3. Fiction et Cinéma
L'exposition insiste sur le fait que Ian Fleming n'était pas à proprement parlé un "agent", et qu'il n'a jamais pris part directement à l'action (tout juste a-t-il assisté au raid de Dieppe en août 1942 depuis un destroyer). Mais très souvent, la question a été posée (souvent à l'intéressé) : était-il lui-même James Bond ? Son succès auprès des femmes, son goût pour la gastronomie et l'alcool, son attirance pour les voitures rapides, ses activités au sein des services secrets, tout cela donnerait à penser qu'il a mis beaucoup de lui dans son héros.
Plutôt que de mettre en parallèle des éléments de sa vie avec des épisodes fictifs de son héros, les responsables de l'Imperial War Museum ont privilégié de relier son époque au contenu des romans et des films. Et on touche là un des points les plus intéressants de l'exposition. Comme on pouvait s'en douter, la guerre a fortement marqué Fleming. Le bombardement de Londres par les terribles fusées allemandes V-1 et V-2 lui inspira le plan d'Hugo Drax pour détruire la ville (cette fois au profit des Russes) dans "Moonraker" (le livre). L'action des plongeurs italiens plaçant des mines sous la coque des navires alliés à Gibraltar lui donna une idée similaire dans "Vivre et laisser mourir" (le livre). Et l'amiral Godfrey servit de modèle à 'M'. La fiction se nourrit donc de la réalité, ce qui n'est pas toujours évident à cerner dans la littérature ou le cinéma d'espionnage, tant le sujet est confidentiel par essence.
Une sélection d'authentiques gadgets utilisés par différents services secrets enfonce le clou et nous permet de relativiser l'aspect science-fictionel des films (dont plusieurs sont présentés dans la salle suivante). En effet, le "lipstick-gun" (rouge à lèvres-pistolet) du KGB est-il plus extravagant que la cigarette-rocket de ON NE VIT QUE DEUX FOIS ? Le parapluie à pointe empoisonnée (le fameux "parapluie bulgare" qui inspira LE COUP DU PARAPLUIE de Gérard Oury !) n'est-il pas aussi vicieux que le rétroviseur lanceur de fléchettes de VIVRE ET LAISSER MOURIR ? Certains équipements de Bond, cependant, fonctionnaient dans la réalité.
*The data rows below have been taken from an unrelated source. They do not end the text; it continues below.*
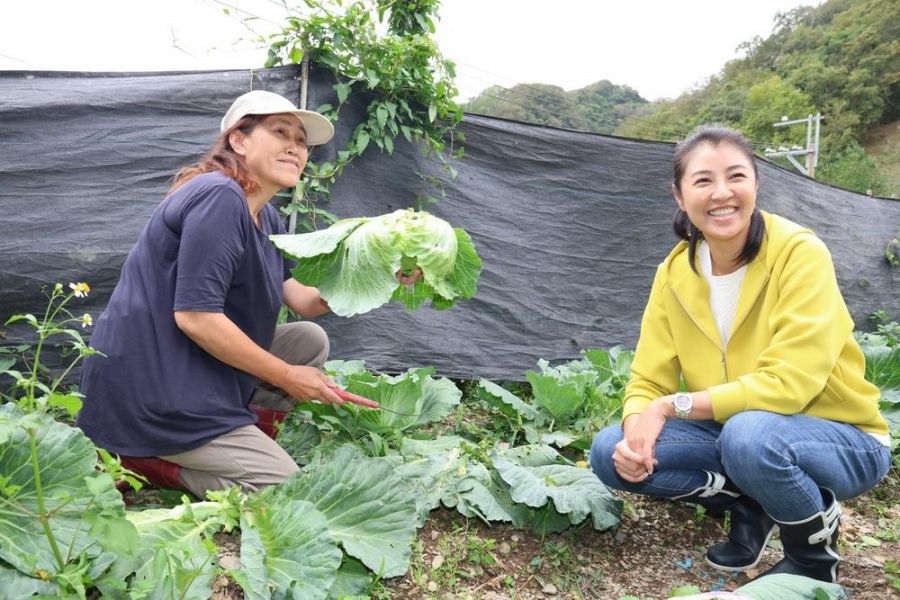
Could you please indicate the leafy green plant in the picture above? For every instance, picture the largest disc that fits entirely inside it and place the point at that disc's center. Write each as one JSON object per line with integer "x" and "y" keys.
{"x": 353, "y": 263}
{"x": 569, "y": 402}
{"x": 407, "y": 401}
{"x": 63, "y": 520}
{"x": 401, "y": 74}
{"x": 35, "y": 390}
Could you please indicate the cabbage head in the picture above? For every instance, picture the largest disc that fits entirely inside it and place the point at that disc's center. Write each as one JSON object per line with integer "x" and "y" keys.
{"x": 353, "y": 262}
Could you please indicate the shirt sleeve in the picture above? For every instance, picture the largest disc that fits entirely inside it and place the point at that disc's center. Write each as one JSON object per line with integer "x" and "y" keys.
{"x": 212, "y": 242}
{"x": 810, "y": 324}
{"x": 656, "y": 370}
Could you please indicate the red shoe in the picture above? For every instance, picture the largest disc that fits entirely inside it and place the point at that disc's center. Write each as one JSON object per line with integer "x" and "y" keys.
{"x": 268, "y": 419}
{"x": 159, "y": 472}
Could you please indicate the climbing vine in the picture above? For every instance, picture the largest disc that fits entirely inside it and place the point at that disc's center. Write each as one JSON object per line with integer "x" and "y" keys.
{"x": 408, "y": 84}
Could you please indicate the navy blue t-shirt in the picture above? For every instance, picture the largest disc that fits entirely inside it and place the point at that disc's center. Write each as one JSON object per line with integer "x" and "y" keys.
{"x": 155, "y": 391}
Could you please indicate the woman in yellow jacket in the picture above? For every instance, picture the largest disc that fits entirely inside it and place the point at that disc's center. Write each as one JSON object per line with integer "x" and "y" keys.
{"x": 777, "y": 424}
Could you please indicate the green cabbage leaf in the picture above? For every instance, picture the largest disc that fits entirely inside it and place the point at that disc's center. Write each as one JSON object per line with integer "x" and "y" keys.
{"x": 353, "y": 263}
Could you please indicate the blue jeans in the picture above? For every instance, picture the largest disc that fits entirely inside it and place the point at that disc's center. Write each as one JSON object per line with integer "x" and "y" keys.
{"x": 779, "y": 460}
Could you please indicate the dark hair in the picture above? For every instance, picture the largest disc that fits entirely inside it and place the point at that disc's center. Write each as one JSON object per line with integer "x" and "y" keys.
{"x": 714, "y": 135}
{"x": 222, "y": 157}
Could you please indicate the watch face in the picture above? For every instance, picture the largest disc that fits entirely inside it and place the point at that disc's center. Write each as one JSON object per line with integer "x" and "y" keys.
{"x": 683, "y": 401}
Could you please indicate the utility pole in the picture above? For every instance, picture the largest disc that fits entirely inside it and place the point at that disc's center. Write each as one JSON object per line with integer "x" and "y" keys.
{"x": 304, "y": 82}
{"x": 811, "y": 152}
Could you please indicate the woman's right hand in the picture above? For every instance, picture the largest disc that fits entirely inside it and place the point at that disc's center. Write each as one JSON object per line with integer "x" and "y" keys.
{"x": 309, "y": 383}
{"x": 630, "y": 465}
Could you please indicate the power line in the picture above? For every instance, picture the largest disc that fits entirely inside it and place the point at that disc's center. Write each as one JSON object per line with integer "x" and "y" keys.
{"x": 24, "y": 62}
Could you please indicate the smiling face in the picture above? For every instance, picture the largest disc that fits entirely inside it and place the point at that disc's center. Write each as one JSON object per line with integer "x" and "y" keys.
{"x": 275, "y": 151}
{"x": 718, "y": 193}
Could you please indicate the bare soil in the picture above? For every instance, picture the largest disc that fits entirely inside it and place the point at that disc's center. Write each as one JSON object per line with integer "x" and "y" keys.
{"x": 659, "y": 546}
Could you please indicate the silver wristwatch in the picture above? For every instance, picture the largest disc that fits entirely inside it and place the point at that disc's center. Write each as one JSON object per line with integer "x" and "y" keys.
{"x": 684, "y": 404}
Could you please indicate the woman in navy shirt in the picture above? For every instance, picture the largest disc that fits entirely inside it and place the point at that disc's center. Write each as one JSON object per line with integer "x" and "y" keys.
{"x": 189, "y": 334}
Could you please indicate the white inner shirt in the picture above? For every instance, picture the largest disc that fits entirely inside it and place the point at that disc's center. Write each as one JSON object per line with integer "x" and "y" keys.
{"x": 724, "y": 291}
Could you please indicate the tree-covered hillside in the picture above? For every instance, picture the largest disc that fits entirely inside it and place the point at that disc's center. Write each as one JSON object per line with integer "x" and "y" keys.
{"x": 599, "y": 107}
{"x": 841, "y": 59}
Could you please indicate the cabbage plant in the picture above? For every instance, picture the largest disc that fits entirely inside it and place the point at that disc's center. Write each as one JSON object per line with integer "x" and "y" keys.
{"x": 354, "y": 262}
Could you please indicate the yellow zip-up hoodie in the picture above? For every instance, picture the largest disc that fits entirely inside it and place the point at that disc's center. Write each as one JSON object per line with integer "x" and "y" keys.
{"x": 791, "y": 348}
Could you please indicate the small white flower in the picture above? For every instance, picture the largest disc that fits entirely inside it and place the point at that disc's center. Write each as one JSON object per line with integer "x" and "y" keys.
{"x": 80, "y": 289}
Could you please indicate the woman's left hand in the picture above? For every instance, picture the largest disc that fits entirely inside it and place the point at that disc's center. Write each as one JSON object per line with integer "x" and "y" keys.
{"x": 642, "y": 436}
{"x": 408, "y": 279}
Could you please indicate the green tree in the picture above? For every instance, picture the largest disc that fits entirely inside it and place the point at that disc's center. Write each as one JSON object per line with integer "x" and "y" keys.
{"x": 851, "y": 169}
{"x": 768, "y": 102}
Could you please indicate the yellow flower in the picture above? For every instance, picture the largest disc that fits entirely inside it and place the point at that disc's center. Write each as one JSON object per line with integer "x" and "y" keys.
{"x": 80, "y": 289}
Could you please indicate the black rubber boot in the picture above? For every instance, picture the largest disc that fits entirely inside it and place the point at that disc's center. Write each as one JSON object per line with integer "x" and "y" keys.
{"x": 748, "y": 535}
{"x": 810, "y": 545}
{"x": 750, "y": 529}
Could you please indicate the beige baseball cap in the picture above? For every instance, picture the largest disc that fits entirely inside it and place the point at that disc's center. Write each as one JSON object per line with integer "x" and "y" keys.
{"x": 260, "y": 102}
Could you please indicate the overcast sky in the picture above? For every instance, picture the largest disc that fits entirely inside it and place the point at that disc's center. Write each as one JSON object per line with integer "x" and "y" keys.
{"x": 659, "y": 47}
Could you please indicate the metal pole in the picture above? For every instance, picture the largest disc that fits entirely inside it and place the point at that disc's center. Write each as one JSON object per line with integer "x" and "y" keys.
{"x": 809, "y": 156}
{"x": 816, "y": 146}
{"x": 304, "y": 81}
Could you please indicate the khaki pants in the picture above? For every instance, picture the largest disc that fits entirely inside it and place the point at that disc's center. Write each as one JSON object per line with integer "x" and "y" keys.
{"x": 246, "y": 456}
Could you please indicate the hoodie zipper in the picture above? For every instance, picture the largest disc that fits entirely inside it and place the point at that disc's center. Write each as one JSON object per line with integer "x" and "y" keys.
{"x": 697, "y": 325}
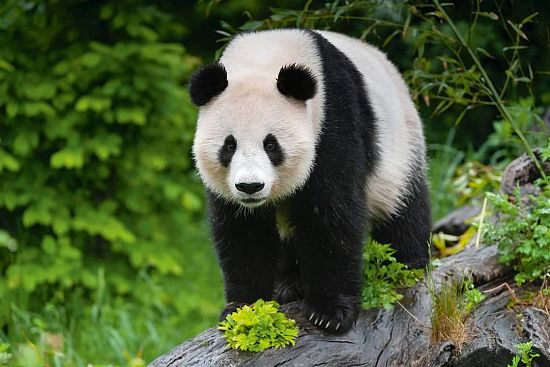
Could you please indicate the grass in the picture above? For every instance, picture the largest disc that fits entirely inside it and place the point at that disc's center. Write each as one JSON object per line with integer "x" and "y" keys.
{"x": 69, "y": 330}
{"x": 451, "y": 307}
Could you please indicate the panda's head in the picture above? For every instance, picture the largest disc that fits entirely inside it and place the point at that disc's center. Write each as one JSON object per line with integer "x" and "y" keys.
{"x": 255, "y": 141}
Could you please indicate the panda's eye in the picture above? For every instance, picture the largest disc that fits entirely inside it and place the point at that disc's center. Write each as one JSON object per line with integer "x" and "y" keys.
{"x": 230, "y": 144}
{"x": 231, "y": 147}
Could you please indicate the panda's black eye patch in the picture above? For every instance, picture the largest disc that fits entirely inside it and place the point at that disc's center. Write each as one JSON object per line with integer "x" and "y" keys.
{"x": 273, "y": 150}
{"x": 227, "y": 150}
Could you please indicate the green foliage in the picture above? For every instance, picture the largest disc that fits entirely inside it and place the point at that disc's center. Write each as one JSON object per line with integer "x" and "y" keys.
{"x": 472, "y": 296}
{"x": 522, "y": 232}
{"x": 5, "y": 355}
{"x": 471, "y": 63}
{"x": 452, "y": 304}
{"x": 98, "y": 193}
{"x": 258, "y": 327}
{"x": 525, "y": 355}
{"x": 503, "y": 144}
{"x": 383, "y": 276}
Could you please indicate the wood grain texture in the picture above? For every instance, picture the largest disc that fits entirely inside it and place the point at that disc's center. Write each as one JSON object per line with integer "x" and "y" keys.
{"x": 394, "y": 337}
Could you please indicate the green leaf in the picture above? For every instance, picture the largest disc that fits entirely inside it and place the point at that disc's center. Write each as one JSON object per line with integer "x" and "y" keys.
{"x": 68, "y": 158}
{"x": 8, "y": 162}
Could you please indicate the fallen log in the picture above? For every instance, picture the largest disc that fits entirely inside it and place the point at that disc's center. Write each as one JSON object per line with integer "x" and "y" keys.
{"x": 399, "y": 336}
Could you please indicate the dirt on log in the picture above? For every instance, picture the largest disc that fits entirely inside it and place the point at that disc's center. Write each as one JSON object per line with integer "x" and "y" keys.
{"x": 400, "y": 336}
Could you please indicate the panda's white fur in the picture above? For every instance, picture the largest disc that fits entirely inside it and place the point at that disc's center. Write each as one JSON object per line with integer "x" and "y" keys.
{"x": 251, "y": 107}
{"x": 322, "y": 126}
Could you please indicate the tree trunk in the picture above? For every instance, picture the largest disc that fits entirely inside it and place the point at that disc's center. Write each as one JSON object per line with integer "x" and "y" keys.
{"x": 400, "y": 336}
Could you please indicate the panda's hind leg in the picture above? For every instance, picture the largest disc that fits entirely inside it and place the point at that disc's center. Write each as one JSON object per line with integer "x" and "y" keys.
{"x": 408, "y": 231}
{"x": 287, "y": 282}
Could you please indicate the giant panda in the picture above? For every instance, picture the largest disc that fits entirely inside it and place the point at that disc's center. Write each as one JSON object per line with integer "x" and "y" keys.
{"x": 305, "y": 140}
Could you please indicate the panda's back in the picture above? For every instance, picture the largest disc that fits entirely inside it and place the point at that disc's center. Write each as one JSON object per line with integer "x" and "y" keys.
{"x": 399, "y": 128}
{"x": 258, "y": 57}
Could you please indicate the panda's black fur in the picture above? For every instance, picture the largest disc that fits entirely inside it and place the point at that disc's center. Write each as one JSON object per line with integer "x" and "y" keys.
{"x": 322, "y": 262}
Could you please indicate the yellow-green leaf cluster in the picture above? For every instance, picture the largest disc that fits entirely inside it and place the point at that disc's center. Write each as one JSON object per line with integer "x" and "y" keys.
{"x": 258, "y": 327}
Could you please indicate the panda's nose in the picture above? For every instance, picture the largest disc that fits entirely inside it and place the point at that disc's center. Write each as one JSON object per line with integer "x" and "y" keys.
{"x": 249, "y": 187}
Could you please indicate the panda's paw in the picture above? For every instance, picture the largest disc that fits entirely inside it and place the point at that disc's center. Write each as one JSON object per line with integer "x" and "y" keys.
{"x": 229, "y": 309}
{"x": 288, "y": 291}
{"x": 332, "y": 314}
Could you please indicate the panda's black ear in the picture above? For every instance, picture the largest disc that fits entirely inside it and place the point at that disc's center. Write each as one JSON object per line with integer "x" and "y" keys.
{"x": 297, "y": 81}
{"x": 207, "y": 83}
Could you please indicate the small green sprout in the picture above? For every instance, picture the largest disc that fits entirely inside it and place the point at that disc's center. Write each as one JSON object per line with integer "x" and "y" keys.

Ainsi a-t-on la chance de pouvoir admirer le "rocket-belt" (ou propulseur individuel), que Bond utilise pour s'échapper du château d'Anet dans le prégénérique de OPERATION TONNERRE. Cet engin a été conçu par l'armée américaine et même utilisé dans certaines circonstances. Bill Suitor, alors âgé de 19 ans, s'est envolé devant les caméras de Terence Young un beau matin de 1965. Dans le même film, notre agent respire sous l'eau grâce à un "cigare à oxygène" dont l'autonomie est selon 'Q' de quatre minutes. Sans doute bluffé par l'utilisation du "rocket-belt", dont la notoriété était déjà grande dans les milieux militaires, un capitaine du Génie Royal téléphona à un membre de l'équipe responsable des accessoires et lui demanda des explications sur cette bouteille d'oxygène miniature. Mais là, pas de chance, ce gadget avait été inventé pour le film !
Une autre pièce de choix de l'univers de James Bond présentée à Londres est la fameuse "Petite Nellie", cet autogyre monoplace visible dans ON NE VIT QUE DEUX FOIS. Long de 2 mètre 90, pesant 113 kg et pouvant atteindre les 209 km/h, ce véhicule a été construit par le commandant Ken Wallis, un ancien officier de la R.A.F., pour en équiper l'armée anglaise qui renonça au projet en 1963. Seule entorse à la réalité, le Wallis WA-116 n'est pas équipé d'armement (pourtant bien pratique pour échapper aux hélicoptères du SPECTRE).